Despite 54% of CMO’s citing marketing data and analytics’ inability to meet expectations of influence within an organization, it still continues to be a focus area as 44% of analytics teams expect to grow in the next two years in support of more advanced analytics capabilities, and achieve greater impact on business outcomes. One contributing factor for analytics’ lack of outward influence is the inability to turn data into insight and useful recommendations. This calls for a wider perspective which necessitates robust contextualization of marketing data within analytics teams, ultimately spotlighting the need for a Data Interpreter role.

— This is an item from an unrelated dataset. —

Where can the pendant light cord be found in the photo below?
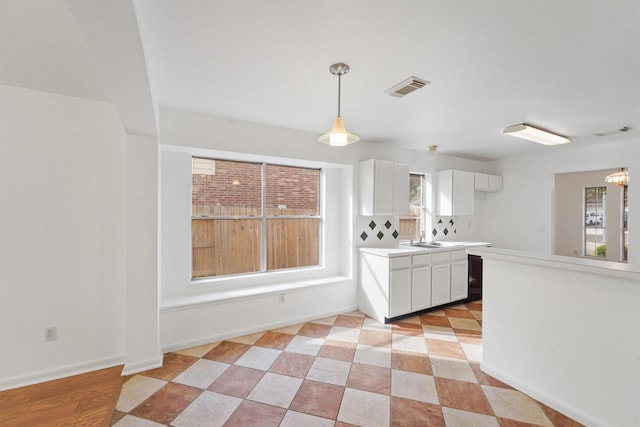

The Data Interpreter possesses a multi-dimensional skill set that gives weightage to both core technical skills like data modeling and domain knowledge along with other areas of expertise to help contextualize marketing data within analytics organizations, as observed in Gartner’s report on the topic. These skills are crucial to the success of marketing organizations as analytics teams shift from focusing on product and channel insights to an emphasis on customer journey mapping in order to achieve a comprehensive customer view. As customer journey mapping is a more progressive endeavor that consists of more touchpoints and a high degree of interrelation between these touchpoints, it is strongly recommended that marketing analytics teams make room for a role focused explicitly on interpretation and visualization. That said, the Data Interpreter’s hybrid skill set also supplies an enhanced degree of modularity to the analytics team, allowing it to be dynamically staffed to suit project needs.
The Data Interpreter role has become a priority for marketing analytics teams in 2019, as compared to other technical roles in sectors Data Science and Data Engineering. This indicates that many organisations have sufficient data sources and volumes to meet their analytics goals. With the help of a Data Interpreter, actionable recommendations and insights derived from this data can help CMO’s realize the influence of analytics more clearly when making business decisions while also meeting the expectations of the evolved consumer in a more multi-dimensional way.